When David Owens, EVP of business operations group and regulatory affairs for the Edison Electric Institute, briefed Wall Street on Wednesday, he was clear in his remarks about rooftop solar.

“I’d like to correct the pervasive misperception that our industry is working to stop rooftop solar,” he stated. “Quite the opposite.”

He then went on to note that residential rooftop solar is the most expensive form of electricity generation in the U.S., at $3.60 per watt, compared to $1.88 per watt for utility-scale solar, citing GTM Research figures.

The figures are accurate, “but that's comparing apples to oranges,” said Shayle Kann, SVP of research for GTM Research. “Residential solar goes to meet a residential customer's load, so the right comparative metric is whatever that customer would otherwise pay for electricity.”

That metric varies across the U.S., but even so, residential solar is increasingly competitive. A study by the North Carolina Clean Energy Technology Center last year found that a fully financed solar PV system costs less than the energy purchased from a residential customer’s local utility in 42 of the 50 largest cities in the U.S.

The prepared remarks were meant to highlight the role of Edison Electric Institute members in supporting rooftop and community solar, as well as utility-scale solar and wind, but in context, they showed an industry organization grappling with a new way of doing business that is arriving faster than some of its members are prepared for.
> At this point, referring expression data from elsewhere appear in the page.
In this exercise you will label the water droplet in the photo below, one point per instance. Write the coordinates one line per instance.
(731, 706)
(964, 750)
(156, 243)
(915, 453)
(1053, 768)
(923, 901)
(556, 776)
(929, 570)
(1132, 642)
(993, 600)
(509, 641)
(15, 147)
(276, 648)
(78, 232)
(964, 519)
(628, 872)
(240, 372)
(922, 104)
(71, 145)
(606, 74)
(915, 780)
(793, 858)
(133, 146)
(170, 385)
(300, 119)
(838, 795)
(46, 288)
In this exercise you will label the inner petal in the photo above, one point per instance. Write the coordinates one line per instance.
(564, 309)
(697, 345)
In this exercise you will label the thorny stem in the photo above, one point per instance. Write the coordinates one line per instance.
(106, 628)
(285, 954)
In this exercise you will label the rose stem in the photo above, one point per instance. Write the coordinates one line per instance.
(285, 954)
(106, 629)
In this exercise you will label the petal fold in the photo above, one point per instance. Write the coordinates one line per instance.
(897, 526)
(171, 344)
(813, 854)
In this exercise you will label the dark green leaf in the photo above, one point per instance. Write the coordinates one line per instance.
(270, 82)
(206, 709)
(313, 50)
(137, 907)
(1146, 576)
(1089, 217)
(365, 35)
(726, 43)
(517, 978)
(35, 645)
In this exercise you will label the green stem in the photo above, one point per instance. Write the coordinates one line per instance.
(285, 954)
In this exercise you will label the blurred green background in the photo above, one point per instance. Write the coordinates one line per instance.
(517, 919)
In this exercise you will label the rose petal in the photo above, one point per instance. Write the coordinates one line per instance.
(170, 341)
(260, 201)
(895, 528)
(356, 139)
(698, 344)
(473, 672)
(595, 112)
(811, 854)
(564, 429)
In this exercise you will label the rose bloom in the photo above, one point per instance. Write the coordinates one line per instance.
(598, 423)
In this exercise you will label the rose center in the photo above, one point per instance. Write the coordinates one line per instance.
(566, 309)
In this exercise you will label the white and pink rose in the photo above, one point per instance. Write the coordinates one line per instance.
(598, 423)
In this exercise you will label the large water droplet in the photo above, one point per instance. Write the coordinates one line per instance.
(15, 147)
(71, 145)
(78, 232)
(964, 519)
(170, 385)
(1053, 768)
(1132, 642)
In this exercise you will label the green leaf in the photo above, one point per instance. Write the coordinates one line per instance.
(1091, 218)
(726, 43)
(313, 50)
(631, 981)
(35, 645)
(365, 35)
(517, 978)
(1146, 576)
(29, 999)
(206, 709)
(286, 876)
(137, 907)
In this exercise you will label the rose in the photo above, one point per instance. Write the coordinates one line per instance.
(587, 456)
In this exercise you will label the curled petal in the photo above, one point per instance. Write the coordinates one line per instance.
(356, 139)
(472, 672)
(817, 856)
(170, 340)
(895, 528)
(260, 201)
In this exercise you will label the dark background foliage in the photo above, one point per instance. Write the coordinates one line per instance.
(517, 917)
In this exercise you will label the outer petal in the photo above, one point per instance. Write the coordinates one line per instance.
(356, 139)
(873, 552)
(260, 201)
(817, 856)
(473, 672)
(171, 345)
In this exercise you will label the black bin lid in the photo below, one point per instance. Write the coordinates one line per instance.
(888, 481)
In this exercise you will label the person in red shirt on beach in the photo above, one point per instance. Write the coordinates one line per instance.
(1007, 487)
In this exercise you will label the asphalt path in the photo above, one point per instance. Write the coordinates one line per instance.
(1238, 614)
While some utilities, large and small, are very interested in being the energy services providers of the future, others are digging their heels in. That dichotomy is increasingly clear as EEI speaks for a large industry in flux.

Owens noted that "change" is the buzzword of the electric industry. He called for utilities to be the distribution system operators and grid platform providers, drawing on some of the terminology being used by New York’s Reforming the Energy Vision plan.

He also called for utilities to be able to go behind the meter and invest in cutting-edge solutions. “Rooftop solar customers still rely on the grid and its services around the clock,” said Owens.

In some ways, the organization seems to fail to fully recognize that the new energy economy is already at the doorstep. EEI is bullish on a recovering economy translating into increased electric use, although GDP and electricity consumption have been largely decoupled in the U.S. for at least a decade.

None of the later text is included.